AOC also singled out Sen. Joe Manchin of West Virginia days after the election, publicly stating her disapproval of his pushback to the radical, socialist agenda pushed by her progressive faction.
— Alexandria Ocasio-Cortez (@AOC) November 12, 2020
Just a couple of weeks ago, Democrats on a leaked caucus call expressed also demonstrated a clear rift in the party after expressing frustration about the progressive rhetoric used for the 2020 election, claiming that it lost them seats in the House.
“[If] we are going to run on Medicare for All, defund the police, socialized medicine, we’re not going to win,” House Majority Whip Jim Clyburn, a Democrat from South Carolina said.
While “Squad” member Rep. Rashida Tlaib tried to defend the democratic socialist agenda against other Democrat members’ attacks, saying that attempting to cater to one group’s preferences is wrong, Rep. Abigail Spanberger of Virginia reaffirmed Clyburn’s concerns, saying that if leftists couldn’t reevaluate the platforms they relied on for the Nov. 3 election, they would lose in a landslide in the 2022 midterms.
“No one should say ‘defund the police’ ever again,” Spanberger said. “Nobody should be talking about socialism.”
When questioned about Spanberger’s comments from the caucus call by WaPo’s Capehart, Omar merely brushed them off, blaming the losses on the narratives pushed by Republicans.
“I have not seen a single analysis to point to a research data point that that is actually something that had an impact,” she said.
Shortly after claiming that the Democrats are, despite all evidence, a united front, Omar claimed that the amplification of these “lies and smears” by some of her liberal colleagues as “shameful.”
“I mean, there are so many lies and smears that the Republicans engage in that have had an impact on races,” Omar said.

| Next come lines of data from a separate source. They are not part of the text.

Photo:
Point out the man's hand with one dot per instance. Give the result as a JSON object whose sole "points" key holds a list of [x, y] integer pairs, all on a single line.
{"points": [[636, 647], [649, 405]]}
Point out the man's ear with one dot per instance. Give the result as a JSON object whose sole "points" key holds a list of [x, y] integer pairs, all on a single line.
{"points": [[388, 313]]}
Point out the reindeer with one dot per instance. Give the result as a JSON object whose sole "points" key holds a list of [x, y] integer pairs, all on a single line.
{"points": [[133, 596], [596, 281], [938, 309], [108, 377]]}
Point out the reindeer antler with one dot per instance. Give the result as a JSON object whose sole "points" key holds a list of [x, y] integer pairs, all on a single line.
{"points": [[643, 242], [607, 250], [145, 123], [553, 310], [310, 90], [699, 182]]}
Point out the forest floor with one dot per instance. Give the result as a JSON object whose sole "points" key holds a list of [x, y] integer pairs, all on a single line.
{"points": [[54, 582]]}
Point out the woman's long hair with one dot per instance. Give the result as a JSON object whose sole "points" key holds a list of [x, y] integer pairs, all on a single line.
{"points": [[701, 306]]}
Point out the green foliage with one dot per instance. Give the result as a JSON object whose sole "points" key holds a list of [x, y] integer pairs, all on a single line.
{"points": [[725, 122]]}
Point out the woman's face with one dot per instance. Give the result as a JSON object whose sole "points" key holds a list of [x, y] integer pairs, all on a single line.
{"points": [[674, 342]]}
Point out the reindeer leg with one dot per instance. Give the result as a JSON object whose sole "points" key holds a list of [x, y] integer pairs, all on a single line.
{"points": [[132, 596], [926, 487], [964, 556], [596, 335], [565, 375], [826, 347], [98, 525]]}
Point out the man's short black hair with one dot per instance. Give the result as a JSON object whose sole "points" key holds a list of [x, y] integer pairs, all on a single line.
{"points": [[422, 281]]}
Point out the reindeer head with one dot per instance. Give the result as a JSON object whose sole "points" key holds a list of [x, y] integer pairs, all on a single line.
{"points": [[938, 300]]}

“To blame a movement that has shown up for us in the most aggressive way to deliver a decisive victory for President-Elect Biden is really shameful and something that I can’t even believe my Democratic colleagues are doing,” she continued.
And while Omar expressed gratitude that President Donald Trump was not re-elected, she failed to mention that despite sharing a party with former Vice President Joe Biden, her progressive platform may not be warmly accepted by his corporatist administration.